One opposition party, the Democratic Progressive Party, released a press statement that suggested the figure Lipenga quoted was a “deliberate miscalculation” and far higher than the demands of civil servant. It is not clear whether or not Lipenga included other demands (increased allowances) in the MWK 276 billion figure (approximately USD 788 million).
Other opposition parties also chimed in. Friday Jumbe, president of the New Labour Party, criticised Banda’s move to attend the summit during the “crisis”, and these sentiments were echoed by Ken Ndanga, spokesperson of the United Democratic Front.
Outcries over the ill-timing of Banda’s trip were accompanied by images of protesting primary school children in downtown Blantyre, Malawi’s commercial capital. The children protesting against Joyce Banda, evidently angry about the ongoing teachers strike, were met by police dressed in full riot gear who blocked students from Sanjika Palace and stoning Joyce Banda Foundation School buildings. Tear gas is also reported to have been used to disperse school children in Lilongwe . One journalist tweeted:
President Joyce Banda flies out of the country as primary school kids in Blantyre take to the streets in protest. #Malawi
— Suzgo Khunga (@suzgokhunga) February 21, 2013
As the president was leaving the country yesterday afternoon from Chileka International Airport, Blantyre, she announced that she had put in place an agreement to increase the salary of civil servants. She said
Let me stress here that as I am leaving I have left some offer that whatever the case, civil servants should get salary increment. Looking at the way life is now, civil servants’ pay is supposed to be hiked by any means. I cannot say much, everybody knows what our country is going through.
Last night, the CSTU president, Elia Kamphinda Banda, the Teachers Union of Malawi general secretary, Dennis Kalekeni, and the Government Negotiating Team met in Lilongwe, the country’s capital, and agreed on a reviewed civil servants’ salary structure. The lowest paid civil servants will receive a 61 percent increment (basic salary increase from MWK 18,000 to MWK 29,000 (approximately, USD 50 increased to USD 80)) and the highest paid civil servants will receive a 5 percent increase to be paid in arrears from January 2013. This is to be financed by massive budgetary allocation cuts to some ministries and government departments.
The agreement has brought an end to the strike. However, Henry Kachaje, the well-known economic commentator of Business Consult Africa, pointed out that the increase in salary is not likely to be effective in the face of increasing inflation
Government has to raise money to foot the bill: It may raise taxes to businesses, who also raise prices of food and other essentials including transport costs; this leads to a further depreciation of the Kwacha, then the landlords raise house rentals, at the end of the spiral…. the real buying power value gained from the salary hike may be some 10% – 20%!

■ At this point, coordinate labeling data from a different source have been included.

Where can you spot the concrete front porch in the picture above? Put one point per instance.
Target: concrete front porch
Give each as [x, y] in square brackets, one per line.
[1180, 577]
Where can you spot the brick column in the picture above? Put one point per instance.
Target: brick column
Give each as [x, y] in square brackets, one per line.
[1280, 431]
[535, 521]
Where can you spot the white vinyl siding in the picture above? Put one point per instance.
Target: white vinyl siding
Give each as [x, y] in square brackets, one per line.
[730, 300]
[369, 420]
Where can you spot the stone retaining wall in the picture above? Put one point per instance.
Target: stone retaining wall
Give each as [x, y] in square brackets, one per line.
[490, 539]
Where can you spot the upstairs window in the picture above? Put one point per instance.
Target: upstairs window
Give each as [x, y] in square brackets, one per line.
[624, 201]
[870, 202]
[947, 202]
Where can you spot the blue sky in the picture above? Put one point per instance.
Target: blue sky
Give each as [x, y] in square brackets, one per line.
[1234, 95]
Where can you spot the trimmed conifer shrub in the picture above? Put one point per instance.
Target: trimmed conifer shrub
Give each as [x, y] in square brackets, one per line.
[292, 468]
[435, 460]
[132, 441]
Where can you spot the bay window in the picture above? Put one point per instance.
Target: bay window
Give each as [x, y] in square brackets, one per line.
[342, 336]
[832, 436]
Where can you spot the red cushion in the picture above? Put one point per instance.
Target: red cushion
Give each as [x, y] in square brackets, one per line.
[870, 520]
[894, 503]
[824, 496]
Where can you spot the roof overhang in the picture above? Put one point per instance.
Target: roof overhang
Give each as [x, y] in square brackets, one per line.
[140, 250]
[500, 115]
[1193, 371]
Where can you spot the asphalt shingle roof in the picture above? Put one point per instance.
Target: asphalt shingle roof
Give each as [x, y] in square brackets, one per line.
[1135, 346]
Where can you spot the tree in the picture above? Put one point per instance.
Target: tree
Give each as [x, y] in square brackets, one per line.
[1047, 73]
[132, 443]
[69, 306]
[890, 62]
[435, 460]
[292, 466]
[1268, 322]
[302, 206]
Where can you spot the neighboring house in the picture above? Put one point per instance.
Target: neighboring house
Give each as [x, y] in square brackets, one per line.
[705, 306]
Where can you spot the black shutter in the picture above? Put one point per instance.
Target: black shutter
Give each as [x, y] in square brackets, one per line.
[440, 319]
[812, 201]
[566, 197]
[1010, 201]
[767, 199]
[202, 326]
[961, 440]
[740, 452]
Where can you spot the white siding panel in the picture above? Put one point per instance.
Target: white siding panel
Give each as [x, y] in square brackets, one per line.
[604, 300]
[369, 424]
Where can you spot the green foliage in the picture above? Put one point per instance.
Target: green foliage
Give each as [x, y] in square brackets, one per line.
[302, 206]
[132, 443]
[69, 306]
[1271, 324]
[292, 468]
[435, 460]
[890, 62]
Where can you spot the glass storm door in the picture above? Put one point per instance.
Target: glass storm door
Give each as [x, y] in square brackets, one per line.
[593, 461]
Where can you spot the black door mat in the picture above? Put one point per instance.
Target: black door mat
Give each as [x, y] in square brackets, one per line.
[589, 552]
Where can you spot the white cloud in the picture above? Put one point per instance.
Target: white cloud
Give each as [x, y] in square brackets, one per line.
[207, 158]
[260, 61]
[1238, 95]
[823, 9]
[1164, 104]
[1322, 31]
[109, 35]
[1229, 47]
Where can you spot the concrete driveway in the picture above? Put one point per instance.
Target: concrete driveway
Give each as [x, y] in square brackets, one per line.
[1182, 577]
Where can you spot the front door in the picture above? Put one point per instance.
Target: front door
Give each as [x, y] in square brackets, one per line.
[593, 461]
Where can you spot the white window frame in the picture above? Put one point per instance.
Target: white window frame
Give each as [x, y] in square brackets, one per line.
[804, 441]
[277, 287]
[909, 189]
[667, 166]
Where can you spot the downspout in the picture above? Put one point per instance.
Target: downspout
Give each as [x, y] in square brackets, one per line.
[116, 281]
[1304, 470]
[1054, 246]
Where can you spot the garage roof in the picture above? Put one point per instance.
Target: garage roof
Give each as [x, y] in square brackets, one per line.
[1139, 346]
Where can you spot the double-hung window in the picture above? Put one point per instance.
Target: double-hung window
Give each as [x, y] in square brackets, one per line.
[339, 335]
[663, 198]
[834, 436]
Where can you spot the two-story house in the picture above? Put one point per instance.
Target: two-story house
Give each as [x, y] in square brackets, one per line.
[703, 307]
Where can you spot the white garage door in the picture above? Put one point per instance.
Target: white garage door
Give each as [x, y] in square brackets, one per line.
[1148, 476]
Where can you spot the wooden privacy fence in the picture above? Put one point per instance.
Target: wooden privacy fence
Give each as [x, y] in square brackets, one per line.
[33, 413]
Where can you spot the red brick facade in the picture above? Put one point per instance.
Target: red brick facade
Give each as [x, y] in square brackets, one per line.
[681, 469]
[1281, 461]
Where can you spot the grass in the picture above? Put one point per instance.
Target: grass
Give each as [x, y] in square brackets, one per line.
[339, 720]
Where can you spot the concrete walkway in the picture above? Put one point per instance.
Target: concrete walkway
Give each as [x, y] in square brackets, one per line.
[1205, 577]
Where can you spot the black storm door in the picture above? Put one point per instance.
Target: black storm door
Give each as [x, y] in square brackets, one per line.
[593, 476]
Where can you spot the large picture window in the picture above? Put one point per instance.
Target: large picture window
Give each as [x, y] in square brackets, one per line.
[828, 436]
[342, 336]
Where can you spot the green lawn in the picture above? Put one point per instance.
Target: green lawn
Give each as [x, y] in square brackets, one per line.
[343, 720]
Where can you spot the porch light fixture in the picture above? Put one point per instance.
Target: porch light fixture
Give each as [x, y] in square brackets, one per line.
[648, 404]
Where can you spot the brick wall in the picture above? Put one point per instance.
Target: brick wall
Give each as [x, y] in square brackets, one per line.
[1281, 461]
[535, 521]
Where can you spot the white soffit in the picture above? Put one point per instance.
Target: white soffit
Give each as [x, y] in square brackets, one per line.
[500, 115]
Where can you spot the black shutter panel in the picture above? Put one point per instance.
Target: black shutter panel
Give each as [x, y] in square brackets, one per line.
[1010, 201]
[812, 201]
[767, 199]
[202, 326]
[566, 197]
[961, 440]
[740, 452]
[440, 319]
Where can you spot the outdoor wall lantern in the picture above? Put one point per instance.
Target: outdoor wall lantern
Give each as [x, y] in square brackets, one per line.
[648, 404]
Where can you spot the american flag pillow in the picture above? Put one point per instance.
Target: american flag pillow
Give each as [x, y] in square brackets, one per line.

The economic reforms instituted by Banda, who became president following the sudden death of Bingu wa Mutharika in April 2012, have been backed by the International Monetary Fund and donors. Commentators in Malawi note that while Banda may be hailed a golden girl by the donors and abroad, the situation on the ground is more painful.
Banda’s has struck a mutually beneficial deal with the the civil servants; the civil servants are temporarily happy over the increase in salary and Banda must be happy that civil servants are returning to their jobs. We hope that any agreements made at the summit she is currently attending will be as mutually beneficial. The government has high hopes that the summit will reinvigorate the working relationship between South American countries and Malawi as well as other African countries represented.
We will be discussing any developments related to the mining sector.
Update 25 February 2013: No information was provided on discussions or any agreements made in the mining sector, however, Malawi has agreed on a “veggies export deal” to start exporting fresh and dry vegetables to Equatorial Guinea. Very little other information related to Malawi is available following the summit.